CKNW Editorial
for January 7, 2000

There is no instant solution to the healthcare crisis but that doesn't mean that a crisis need not be met with crisis management.

There are loads of problems - only yesterday I received an email from a former Long Term Care administrator who, I'm sure rightly, identifies fat in the Long term Program. And I as a former Health Minister of all people admit that there's no quick fix.

But there is something that can be done and it requires a huge amount of courage. I know that this government doesn't have this sort of courage and I wonder where Gordon Campbell stands.

The part of the problem that's visible and is on the evening news in stark terms is the Emergency Room ... ERs across Canada are saying the same thing. There's no room. We simply don't have the beds. But it's not enough to simply identify that as the problem for the very good reason that it isn't the problem - it is the symptom. It's a very painful symptom, I grant you, but none the less a symptom for that.

The problem is a chain reaction. There are no acute care beds for emergency patients because they are all occupied. They are all occupied because a hell of a lot of them contain long term care patients who need less than acute care. Those patients are there because there are insufficient long term care facilities in the province, especially those that deliver care but not at the acute care level.

Now let me switch focus for a moment but I'll join up with Long Term Care again in a moment. The ever increasing demands of the health care system can no longer be entirely met out of the public purse. I have no doubt that the HEU is right to say that the system needs modernizing ... but all the modernizing in the world isn't going to make the system work on present revenues. We must have a huge injection of private capital.

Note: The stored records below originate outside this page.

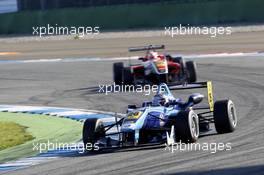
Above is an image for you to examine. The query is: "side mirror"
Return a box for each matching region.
[188,93,204,104]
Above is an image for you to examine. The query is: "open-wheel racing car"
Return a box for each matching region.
[83,81,237,150]
[113,45,197,84]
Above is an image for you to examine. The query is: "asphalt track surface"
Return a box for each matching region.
[0,54,264,175]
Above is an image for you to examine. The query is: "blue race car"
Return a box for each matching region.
[83,81,237,151]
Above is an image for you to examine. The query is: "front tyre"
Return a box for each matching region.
[113,62,124,85]
[214,100,237,134]
[173,110,199,143]
[83,118,105,151]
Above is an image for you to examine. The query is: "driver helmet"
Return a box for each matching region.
[152,94,167,106]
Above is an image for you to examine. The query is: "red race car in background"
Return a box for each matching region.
[113,45,197,85]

It's at this point that the left collapses in a united swoon. Mair wants us to have an American style system ... with big health corporations ripping off the public. Well, Mair doesn't want that at all. This answer the left parrots whenever the suggestion of private capital is raised is preventing us from having a rational discussion and ironically may lead to the very thing they fear because by the time we get around to dealing with the issue, an American style system may be the only alternative.

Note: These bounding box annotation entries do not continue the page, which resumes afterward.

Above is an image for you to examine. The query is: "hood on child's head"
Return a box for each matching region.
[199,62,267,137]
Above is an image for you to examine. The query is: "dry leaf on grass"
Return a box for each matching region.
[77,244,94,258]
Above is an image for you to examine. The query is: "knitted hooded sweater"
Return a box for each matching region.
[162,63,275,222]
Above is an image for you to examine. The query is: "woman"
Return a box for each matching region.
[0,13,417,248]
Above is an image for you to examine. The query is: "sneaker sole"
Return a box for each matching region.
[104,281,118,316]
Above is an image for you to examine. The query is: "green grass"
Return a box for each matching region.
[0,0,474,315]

We must face some very hard facts. The cost of health delivery is increasing dramatically and by the time the baby boomers get to my age, it will be completely out of control. We will be the equivalent of a third world country. New and expensive techniques, people living longer and a big wave of Baby Boomers will combine to create a horrific mess.

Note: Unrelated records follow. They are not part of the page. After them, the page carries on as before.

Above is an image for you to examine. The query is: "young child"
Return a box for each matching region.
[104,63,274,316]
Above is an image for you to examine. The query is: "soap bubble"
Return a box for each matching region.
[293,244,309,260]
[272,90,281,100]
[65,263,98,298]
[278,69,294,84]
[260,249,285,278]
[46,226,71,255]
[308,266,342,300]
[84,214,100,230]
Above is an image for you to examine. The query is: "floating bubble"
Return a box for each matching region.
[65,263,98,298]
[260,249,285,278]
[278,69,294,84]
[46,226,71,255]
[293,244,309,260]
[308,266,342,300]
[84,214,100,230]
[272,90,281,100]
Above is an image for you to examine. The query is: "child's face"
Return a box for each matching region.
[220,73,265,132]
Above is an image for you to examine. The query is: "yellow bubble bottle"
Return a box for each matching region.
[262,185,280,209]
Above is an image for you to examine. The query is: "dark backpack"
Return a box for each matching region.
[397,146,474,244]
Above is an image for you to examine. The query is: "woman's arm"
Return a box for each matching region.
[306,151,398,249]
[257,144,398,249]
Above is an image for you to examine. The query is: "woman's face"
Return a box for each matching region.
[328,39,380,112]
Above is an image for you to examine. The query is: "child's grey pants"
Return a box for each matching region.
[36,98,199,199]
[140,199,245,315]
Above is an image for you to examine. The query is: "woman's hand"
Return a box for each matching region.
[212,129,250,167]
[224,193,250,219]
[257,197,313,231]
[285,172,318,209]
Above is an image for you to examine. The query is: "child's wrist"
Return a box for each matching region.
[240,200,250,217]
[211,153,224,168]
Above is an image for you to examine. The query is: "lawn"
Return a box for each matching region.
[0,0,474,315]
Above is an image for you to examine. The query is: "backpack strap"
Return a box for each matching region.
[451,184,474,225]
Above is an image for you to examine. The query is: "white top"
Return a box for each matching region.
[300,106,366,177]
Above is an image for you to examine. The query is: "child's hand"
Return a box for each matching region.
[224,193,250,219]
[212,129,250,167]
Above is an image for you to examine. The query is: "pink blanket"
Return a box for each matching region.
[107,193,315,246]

Now is the time we must look very seriously not at whether we seek private money but how we do it so as not to compromise universal care.

Now back to Long Term Care. If the government had the guts it could, within two years, go a long way towards partially solving the problem. What it must do is this - put an absolute freeze on capital spending in all departments. Sorry folks, there will be no new roads for two years ... no new ferries ... no new SkyTrains. No new Schools either - the sacrifices must be made right across the board. This is a wartime like emergency and must be treated as such. All of this because for two years, with the help of private capital, we're going to build long term care facilities. Not just a few hundred units but enough so that within two years we're not only ready for the problems of 2002 but for 2015 and later.

This is tough medicine but there is only one other alternative, namely that we have the roads, ferries and Sky Trains - and, yes the schools - but we accept appalling scenes on an hourly basis in the acute care part of our health system.

There is no money tree ... there are no targets to shoot at. Everybody is taxed to the hilt. We must have a government that has the guts to grasp this nettle and a public prepared to make serious sacrifices in the short term so that we not only have a healthcare system that survives but one that can handle the enormous new burdens it must very soon bear.